L'impromtu du lundi

J’ai cru pouvoir dépasser les limites de l’entendement sans perdre ma dignité, j’ai cru être capable d’atteindre les plus hauts cieux sans brûler mes ailes, j’ai cru toucher du doigt la vérité belle et inaccessible, d’un autre monde. J’ai tant souhaité teinté les autres de ma différence, faire de ma philosophie une doctrine à suivre, prêter mon regard pour une vie meilleure.
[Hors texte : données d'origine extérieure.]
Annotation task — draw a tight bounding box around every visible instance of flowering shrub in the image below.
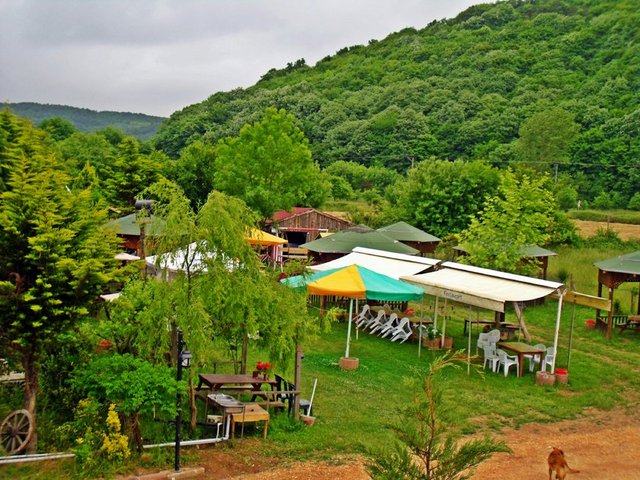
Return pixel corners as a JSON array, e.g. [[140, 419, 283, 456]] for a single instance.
[[256, 362, 273, 373], [100, 403, 130, 460]]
J’ai douloureusement pris conscience de mon humanité, intégré à quel point je pouvais être dépourvu de talent caché, conceptualisé mes hypothétiques dons en médiocres qualités. J’ai déchanté de me savoir à la merci de l’autre, me suis rongé les sangs de souffrir ainsi, flagellé de ne pouvoir mettre un terme à cette mascarade.

La vie sera mon châtiment. Les jours qui passent me verront courber l’échine, lever le regard les jours volontaires, grogner quelques secondes quand le soleil me chatouillera l’orgueil. La vie sera ma punition. Les années qui défilent cristalliseront mon désaveu de rendre les miens heureux, la lâcheté de mon renoncement à toute autre forme d’existence.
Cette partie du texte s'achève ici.